Da segnalare anche che chi ha una casa in locazione ha diritto a una riduzione sulla Tasi del 75%, a patto che l’immobile sia affittato a studenti universitari, sia dato in locazione con contratto 3+2 agevolato o, ancora, sia dato in affitto con un contratto a uso transitorio con una durata da 1 a 18 mesi.

Come funziona la Tasi in caso di comodato gratuito

Se si opta invece per il comodato gratuito della propria casa per genitori o figli, la riduzione della Tasi è del 50%. Attenzione però, perché è necessario che il contratto di comodato d’uso non sia tacito ma venga registrato presso l’Agenzia delle Entrate, che il proprietario abbia un solo immobile in Italia, che il proprietario abbia la sua dimora abituale nello stesso Comune in cui si trova l’immobile dato in comodato e, infine, che il il proprietario non possieda nello stesso Comune un’abitazione di categoria catastale A/1, A/8 o A/9.

La Tasi viene ridotta con aliquote stabilite dal Comune di pertinenza anche nel caso in cui l’immobile sia una casa destinata alla vendita e non affittata.

Il calcolo della Tasi

Come per l’Imu, anche per la Tasi spetta al comune fissare l’aliquota Tasi da far pagare ai cittadini, partendo da una base dello 0,1%. Il calcolo dell’imposta è vincolato alla rendita catastale dell’immobile, con l’aliquota che va applicata sulla rendita rivalutata del 5% e moltiplicata per il coefficiente della categoria catastale.

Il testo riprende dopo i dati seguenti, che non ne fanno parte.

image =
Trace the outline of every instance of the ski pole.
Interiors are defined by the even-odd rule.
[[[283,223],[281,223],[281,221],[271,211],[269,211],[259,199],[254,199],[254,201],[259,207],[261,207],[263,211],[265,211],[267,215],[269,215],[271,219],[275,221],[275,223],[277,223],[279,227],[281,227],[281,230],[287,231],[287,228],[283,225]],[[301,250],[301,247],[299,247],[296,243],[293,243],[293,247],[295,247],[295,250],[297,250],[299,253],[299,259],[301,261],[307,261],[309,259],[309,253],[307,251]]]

I coefficienti sono i seguenti:

  • 160 per gli immobili delle categorie da A/1 ad A/11, esclusi gli A/10
  • 80 per gli immobili della categoria A/10
  • 140 per gli immobili delle categorie che vanno da B/1 fino a B/8
  • 55 per gli immobili della categoria C/1
  • 160 per gli immobili delle categorie C/2, C/6 e C/7
  • 150 per gli immobili delle categoria C/3, C/4 e C/5
  • 65 per gli immobili delle categorie che vanno da D/1 a D/10, con l’esclusione dei D/5
  • 80 per gli immobili della categoria D/5

Infine, le scadenze: la Tasi va pagata o in un’unica soluzione o, come l’Imu, in due rate, un acconto e il saldo a conguaglio. Entro il 16 giugno bisogna versare o l’acconto o la Tasi in un’unica soluzione, mentre il 16 dicembre c’è la scadenza del saldo per chi sceglie le due rate. Per pagare la Tasi è necessario utilizzare il classico modello F24 oppure il bollettino postale.